What is a Balloon Mortgage?
The mere mention of the words “balloon mortgage” is enough to make some people’s hair stand on edge. They have likely been burned by one in the past, or at least know someone who has. To most people, balloon mortgages are a dangerous risk to avoid.
I don’t know how their reputation was soured, but I suspect it was from an overreaction of a few good people who were hurt by them.
Is there any risk involved in a balloon mortgage? Of course there is. But any mortgage has a degree of risk to it if you can’t afford to make the payments. I will balloon mortgages are typically more risky than a standard mortgage, but it also has its advantages.
So how exactly does a balloon mortgage work? Let’s compare it to a standard mortgage so we can see the differences.
With a standard, fixed rate mortgage, you pay a specified amount each month for a fixed term (usually 30 years). The interest rate stays the same throughout the loan, though some loans have rates that adjust periodically.

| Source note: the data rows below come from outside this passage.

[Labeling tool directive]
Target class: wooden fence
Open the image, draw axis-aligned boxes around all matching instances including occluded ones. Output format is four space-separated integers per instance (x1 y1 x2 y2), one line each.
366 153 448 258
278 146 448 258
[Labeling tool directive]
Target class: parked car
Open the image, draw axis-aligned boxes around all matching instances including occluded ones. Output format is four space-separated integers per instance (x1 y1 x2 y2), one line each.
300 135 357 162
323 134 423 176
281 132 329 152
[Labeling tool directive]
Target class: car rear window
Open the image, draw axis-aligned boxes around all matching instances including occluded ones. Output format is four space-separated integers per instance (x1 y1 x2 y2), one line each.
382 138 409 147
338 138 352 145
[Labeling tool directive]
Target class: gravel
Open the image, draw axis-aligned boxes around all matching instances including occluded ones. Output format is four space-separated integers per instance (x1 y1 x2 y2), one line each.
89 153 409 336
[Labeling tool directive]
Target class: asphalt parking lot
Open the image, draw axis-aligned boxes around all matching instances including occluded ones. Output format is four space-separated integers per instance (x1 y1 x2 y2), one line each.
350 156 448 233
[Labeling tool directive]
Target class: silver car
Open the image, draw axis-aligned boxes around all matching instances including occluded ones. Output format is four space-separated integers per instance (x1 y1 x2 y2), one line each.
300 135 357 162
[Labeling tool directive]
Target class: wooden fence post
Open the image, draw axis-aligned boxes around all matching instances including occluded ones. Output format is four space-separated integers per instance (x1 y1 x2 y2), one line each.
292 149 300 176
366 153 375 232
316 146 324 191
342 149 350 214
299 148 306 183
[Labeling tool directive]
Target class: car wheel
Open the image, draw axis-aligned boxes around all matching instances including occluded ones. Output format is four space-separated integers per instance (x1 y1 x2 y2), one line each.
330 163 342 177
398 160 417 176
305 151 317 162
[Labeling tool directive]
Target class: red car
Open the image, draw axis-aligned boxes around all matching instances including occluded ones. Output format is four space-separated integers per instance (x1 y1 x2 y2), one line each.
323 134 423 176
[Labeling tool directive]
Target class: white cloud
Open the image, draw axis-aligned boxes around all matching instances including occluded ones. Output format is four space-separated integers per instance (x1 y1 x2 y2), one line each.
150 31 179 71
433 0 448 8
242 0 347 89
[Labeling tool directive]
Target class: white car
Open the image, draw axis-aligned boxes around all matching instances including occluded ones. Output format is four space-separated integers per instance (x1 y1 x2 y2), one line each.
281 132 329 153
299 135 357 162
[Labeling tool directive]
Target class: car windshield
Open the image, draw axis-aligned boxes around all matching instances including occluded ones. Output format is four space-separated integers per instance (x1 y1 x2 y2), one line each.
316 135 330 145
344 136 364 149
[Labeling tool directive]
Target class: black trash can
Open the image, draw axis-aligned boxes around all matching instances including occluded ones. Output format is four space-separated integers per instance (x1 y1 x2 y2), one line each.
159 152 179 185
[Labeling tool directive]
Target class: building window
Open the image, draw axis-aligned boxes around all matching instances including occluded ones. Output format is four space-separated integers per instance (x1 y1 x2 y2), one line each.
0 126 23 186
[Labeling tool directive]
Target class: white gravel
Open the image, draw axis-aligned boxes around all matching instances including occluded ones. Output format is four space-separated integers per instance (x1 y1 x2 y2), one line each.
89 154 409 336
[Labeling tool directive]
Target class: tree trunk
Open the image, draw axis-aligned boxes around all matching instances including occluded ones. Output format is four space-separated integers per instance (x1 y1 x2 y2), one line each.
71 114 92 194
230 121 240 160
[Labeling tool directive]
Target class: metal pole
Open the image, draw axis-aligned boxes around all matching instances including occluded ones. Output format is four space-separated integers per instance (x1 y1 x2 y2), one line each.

Either way you’re looking at about thirty years of pretty steady payments.
But with a balloon mortgage the term is much shorter. You only have to pay a lesser amount for a shorter period of time. The term of most balloon mortgages is about five to seven years, though it can be as low as three or as high as ten.
You do not pay the entire balance of the loan over the specified term. Instead, there is a large balance left that must be paid. This is called the balloon payment.
Why would anyone want to face such a sudden and massive payment? If they plan to live in the home only a short time they will have already moved before the balloon payment comes due. Or if they expect a large increase in income they may be able to pay off the balance due.
The danger here is that circumstances can change. If you are unable to move or make the final payment you could lose the house.
This can be avoided by including a clause in the balloon mortgage that allows you to convert it to a standard mortgage. Think of it like leasing a car and then buying it. You make regular payments for a few years and then you have to choose whether to pay the balance in full or refinance it into a standard car payment.
Be aware though that if interest rates have risen you could find your payments are suddenly a lot higher.
Overall, balloon mortgages are not the best option for most people. But they can be very useful in the right circumstances. Just be sure you aware of all the risks before signing on the dotted line.